Но он колебался. Он знал, что должен сказать ей все, но с чего начать? Как вообще мужчина изъясняется в своих чувствах?
— Потому что мне надо поговорить с тобой, — наконец выдавил он.
Мелисса словно во сне слышала шум волн и крики чаек, но звуки были такими далекими. Сейчас для нее существовал только Казимиро и горькая правда. Каждое мгновение она заставляла себя смотреть ему в глаза, понимая, что, возможно, видит этот янтарный блеск в последний раз.
— Что ты хочешь сказать?
Безучастный тон Мелиссы обдал его холодом — будет нелегко. Сейчас он должен открыть ей свою душу, иначе потеряет жену навсегда. Еще ни одно решение не давалось ему так тяжело.
— Я был глупым, эгоистичным дураком. Выстроив вокруг себя непробиваемую стену, я практически потерял самое дорогое, что у меня есть, — тебя и Бена. Сейчас я осознал, что хочу довериться тебе… — Тут голос изменил ему. Немного помолчав, Казимиро продолжил: — Наш брак не имеет смысла, если нет взаимопонимания, и я не в силах смотреть, как твои глаза становятся все печальнее, когда я отвергаю все, что ты мне предлагаешь.
Мелисса покачала головой.
— Перестань, — прошептала она. — Пожалуйста, перестань. Ты не должен лгать мне только потому, что я хочу услышать от тебя эти слова. Ты делаешь только хуже.
— Я не лгу.
Она горько рассмеялась:
— Почему вдруг ты так резко изменился?
Вопрос, звучащий как упрек, неприятно уколол его, но Казимиро не мог не признать его справедливость. Глядя ей в глаза, он ощутил в сердце страшную боль, подобную той, которую причинил ему отец, когда бросил злые слова о том, что принцы не плачут и не жалуются. Казимиро должен был идти за гробом матери с сухими глазами. Он не имел права на чувства. Прощаясь с матерью, он поклялся, что больше никогда не допустит страданий, будет всеми силами защищать себя от них. Он открыл сердце и понял: эта боль — цена любви.
Казимиро заметил, что Мелисса дрожит, — он не мог определить, от холода или напряжения.
— Подожди тут, — сказал он и через секунду вернулся с пиджаком, который сбросил перед тем, как прыгнул в море.
Стряхнув песчинки, он бережно прикрыл плечи жены. Мелисса глубоко вздохнула — пиджак хранил запах Казимиро, чувствовать его было и больно, и приятно.

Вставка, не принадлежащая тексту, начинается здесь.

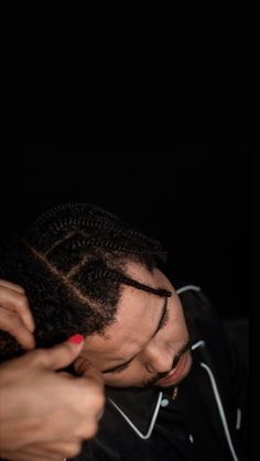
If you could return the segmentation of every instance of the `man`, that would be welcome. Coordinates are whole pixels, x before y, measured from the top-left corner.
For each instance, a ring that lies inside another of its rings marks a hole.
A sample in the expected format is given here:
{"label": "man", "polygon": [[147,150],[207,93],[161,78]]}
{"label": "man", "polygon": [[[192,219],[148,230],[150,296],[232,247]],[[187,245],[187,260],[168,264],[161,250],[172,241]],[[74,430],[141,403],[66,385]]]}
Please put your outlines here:
{"label": "man", "polygon": [[[206,297],[172,284],[164,256],[84,204],[46,212],[3,252],[2,276],[29,296],[36,345],[82,333],[74,369],[90,361],[107,385],[99,431],[77,460],[246,460],[243,371]],[[2,356],[20,352],[6,338]]]}
{"label": "man", "polygon": [[[9,331],[24,350],[34,348],[34,321],[24,290],[2,279],[0,330]],[[75,361],[83,341],[77,334],[0,365],[1,459],[61,461],[95,436],[104,408],[99,373],[90,366],[80,378],[56,373]]]}

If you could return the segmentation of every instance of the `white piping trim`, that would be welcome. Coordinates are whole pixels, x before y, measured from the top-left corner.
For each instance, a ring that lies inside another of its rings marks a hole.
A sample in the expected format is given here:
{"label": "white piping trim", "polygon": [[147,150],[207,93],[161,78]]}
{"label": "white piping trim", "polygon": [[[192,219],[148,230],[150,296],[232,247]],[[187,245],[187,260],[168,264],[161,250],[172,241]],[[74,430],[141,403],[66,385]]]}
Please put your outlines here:
{"label": "white piping trim", "polygon": [[212,370],[209,369],[209,366],[206,365],[206,363],[201,362],[201,366],[206,370],[206,372],[209,376],[209,380],[210,380],[210,383],[212,383],[212,386],[213,386],[213,392],[214,392],[214,395],[215,395],[215,399],[216,399],[216,403],[217,403],[218,411],[219,411],[220,419],[221,419],[221,422],[223,422],[224,431],[225,431],[227,442],[228,442],[228,446],[229,446],[229,450],[231,451],[234,460],[239,461],[238,457],[236,454],[236,451],[234,449],[234,444],[232,444],[231,437],[230,437],[229,429],[228,429],[226,415],[225,415],[225,411],[224,411],[223,403],[221,403],[221,399],[220,399],[220,395],[218,393],[217,383],[216,383],[216,380],[214,377],[214,374],[213,374]]}
{"label": "white piping trim", "polygon": [[237,422],[236,422],[236,429],[239,430],[241,427],[241,418],[242,418],[242,411],[241,408],[237,408]]}
{"label": "white piping trim", "polygon": [[149,426],[148,432],[145,435],[143,435],[142,432],[140,432],[140,430],[132,424],[131,419],[129,419],[127,417],[127,415],[124,415],[124,413],[121,410],[121,408],[119,408],[119,406],[117,404],[115,404],[115,402],[109,398],[109,400],[111,402],[111,404],[117,408],[117,410],[120,413],[120,415],[126,419],[126,421],[129,424],[129,426],[134,430],[134,432],[143,440],[147,440],[150,438],[153,427],[155,425],[155,420],[160,410],[160,405],[161,405],[161,399],[162,399],[163,393],[160,392],[159,397],[158,397],[158,403],[156,403],[156,407],[155,410],[153,413],[153,417],[151,420],[151,424]]}
{"label": "white piping trim", "polygon": [[180,293],[187,292],[188,289],[193,289],[194,292],[201,292],[202,288],[196,285],[185,285],[182,288],[176,289],[176,294],[180,295]]}

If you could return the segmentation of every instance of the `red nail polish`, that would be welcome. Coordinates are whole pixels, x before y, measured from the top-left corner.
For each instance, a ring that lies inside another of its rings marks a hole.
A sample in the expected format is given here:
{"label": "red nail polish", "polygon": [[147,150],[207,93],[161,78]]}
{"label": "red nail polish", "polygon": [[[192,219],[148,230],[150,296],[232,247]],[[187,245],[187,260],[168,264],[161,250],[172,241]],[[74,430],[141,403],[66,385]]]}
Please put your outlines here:
{"label": "red nail polish", "polygon": [[84,341],[84,337],[82,334],[74,334],[67,339],[68,342],[74,342],[74,344],[80,344]]}

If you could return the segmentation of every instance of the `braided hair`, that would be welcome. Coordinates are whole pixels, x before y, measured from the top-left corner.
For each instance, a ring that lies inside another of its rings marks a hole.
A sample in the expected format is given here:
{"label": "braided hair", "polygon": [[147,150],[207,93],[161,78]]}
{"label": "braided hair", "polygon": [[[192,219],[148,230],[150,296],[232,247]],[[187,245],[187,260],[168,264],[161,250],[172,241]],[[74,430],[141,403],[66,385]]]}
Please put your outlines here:
{"label": "braided hair", "polygon": [[[104,333],[115,321],[122,285],[170,296],[124,272],[128,262],[152,271],[165,256],[160,242],[110,212],[89,204],[65,204],[0,250],[0,277],[23,286],[36,345],[48,347],[74,333]],[[0,359],[19,353],[15,340],[0,332]]]}

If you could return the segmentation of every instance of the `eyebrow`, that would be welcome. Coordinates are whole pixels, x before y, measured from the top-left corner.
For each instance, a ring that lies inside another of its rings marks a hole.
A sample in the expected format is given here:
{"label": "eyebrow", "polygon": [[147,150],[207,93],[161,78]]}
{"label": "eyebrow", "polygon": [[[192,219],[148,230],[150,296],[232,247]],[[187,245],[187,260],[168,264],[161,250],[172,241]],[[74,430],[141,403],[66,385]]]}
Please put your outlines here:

— Так что ты хотел сказать мне? — спросила она бесцветным голосом.
Он заметил, как она сложила руки на груди, как бы давая понять: — «Уходи, я не хочу тебя видеть и слышать». Он жаждал дотронуться до Мелиссы, но понимал, что прикосновение может спугнуть ее, и поэтому решил сначала разобраться с недавним инцидентом.
— Когда я ушел сегодня утром, был страшно зол. — Последовала пауза. Казимиро подыскивал нужные слова. — В основном потому, что ты заставила меня задуматься о себе и о том, как я живу. Заставила меня попытаться понять, что чувствую. И я понял, что если не буду действовать быстро, то потеряю тебя навсегда.
— Казимиро…
— Молчи. — Он смотрел на ее чуть дрожащие губы. — Ты была права: моя жизнь сводится к выполнению обязанностей монарха, а это плохо для меня, для тебя, для Бена, даже для Заффиринтоса. Необходимо найти новый способ управлять так, чтобы, оставаясь хорошим, сильным королем, я мог бы стать еще и прекрасным мужем и отцом. И я понял, что не могу допустить, чтобы мой сын унаследовал корону, от которой я сам готов был отказаться.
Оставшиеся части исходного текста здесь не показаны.